Accuracy and loss are plotted side by side for better comparison.

In [None]:
model.save('model.keras')

This saves the trained model to a file named model.keras, which can be loaded later for predictions or further training. This is important for preserving the model for future use.

In [None]:
y_pred = []
y_true = []

for x_batch_val, y_batch_val in val_ds:
    preds = model.predict(x_batch_val, verbose=0)
    y_pred.extend(np.argmax(preds, axis=1))
    y_true.extend(y_batch_val.numpy())

confusion_mtx = confusion_matrix(y_true, y_pred)

plt.figure(figsize=(10, 8))
sns.heatmap(confusion_mtx, annot=True, fmt='d', cmap='Blues',
            xticklabels=class_names, yticklabels=class_names)
plt.ylabel('True label', fontsize=14)
plt.xlabel('Predicted label', fontsize=14)
plt.title('Confusion Matrix', fontsize=16)
plt.xticks(rotation=45, fontsize=12)
plt.yticks(rotation=0, fontsize=12)
plt.show()

This cell generates predictions for the validation dataset and compares them with true labels.
A confusion matrix is plotted to visualize the model's classification performance across different classes.
This helps in understanding which classes are correctly predicted and where the model may be making mistakes.


In [None]:
classification_rep = classification_report(y_true, y_pred, target_names=class_names, output_dict=True)

classification_df = pd.DataFrame(classification_rep).transpose()

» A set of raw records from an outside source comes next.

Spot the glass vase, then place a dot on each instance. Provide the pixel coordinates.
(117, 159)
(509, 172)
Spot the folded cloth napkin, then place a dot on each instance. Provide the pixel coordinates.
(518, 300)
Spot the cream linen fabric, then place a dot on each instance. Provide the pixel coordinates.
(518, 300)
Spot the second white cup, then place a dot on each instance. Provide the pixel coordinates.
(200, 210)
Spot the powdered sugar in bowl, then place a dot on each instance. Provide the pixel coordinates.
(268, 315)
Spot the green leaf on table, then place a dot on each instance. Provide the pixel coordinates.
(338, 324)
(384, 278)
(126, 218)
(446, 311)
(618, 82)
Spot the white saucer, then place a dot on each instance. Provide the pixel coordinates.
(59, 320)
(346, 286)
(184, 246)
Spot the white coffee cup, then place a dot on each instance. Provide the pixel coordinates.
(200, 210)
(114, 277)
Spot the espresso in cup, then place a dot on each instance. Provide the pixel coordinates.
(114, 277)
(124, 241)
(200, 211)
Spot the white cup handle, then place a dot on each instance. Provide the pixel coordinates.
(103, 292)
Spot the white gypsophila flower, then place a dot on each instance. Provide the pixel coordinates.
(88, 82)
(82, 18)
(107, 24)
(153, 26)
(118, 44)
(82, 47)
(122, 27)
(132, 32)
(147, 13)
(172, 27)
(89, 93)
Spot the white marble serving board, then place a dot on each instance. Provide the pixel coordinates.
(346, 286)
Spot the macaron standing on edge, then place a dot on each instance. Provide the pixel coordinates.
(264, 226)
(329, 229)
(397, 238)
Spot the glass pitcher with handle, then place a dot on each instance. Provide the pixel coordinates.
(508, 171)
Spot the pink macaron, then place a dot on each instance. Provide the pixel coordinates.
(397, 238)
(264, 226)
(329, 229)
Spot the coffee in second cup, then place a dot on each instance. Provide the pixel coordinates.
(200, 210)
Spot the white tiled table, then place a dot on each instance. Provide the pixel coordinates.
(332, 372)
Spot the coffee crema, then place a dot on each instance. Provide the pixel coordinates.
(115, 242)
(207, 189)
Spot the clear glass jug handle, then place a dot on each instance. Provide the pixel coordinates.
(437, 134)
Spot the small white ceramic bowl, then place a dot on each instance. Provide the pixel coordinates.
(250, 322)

plt.figure(figsize=(10, 6))
sns.heatmap(classification_df.iloc[:-1, :-1], annot=True, cmap='Blues', fmt='.2f')
plt.title('Classification Report', fontsize=16)
plt.ylabel('Classes', fontsize=14)
plt.xlabel('Metrics', fontsize=14)
plt.xticks(fontsize=12)
plt.yticks(fontsize=12)
plt.show()

This cell generates a classification report that includes metrics like precision, recall, and F1-score for each class.
The report is converted to a Pandas DataFrame and visualized as a heatmap for a quick, visual overview of the model’s performance.
This provides a detailed evaluation of the model’s predictions, showing how well it performs on each class.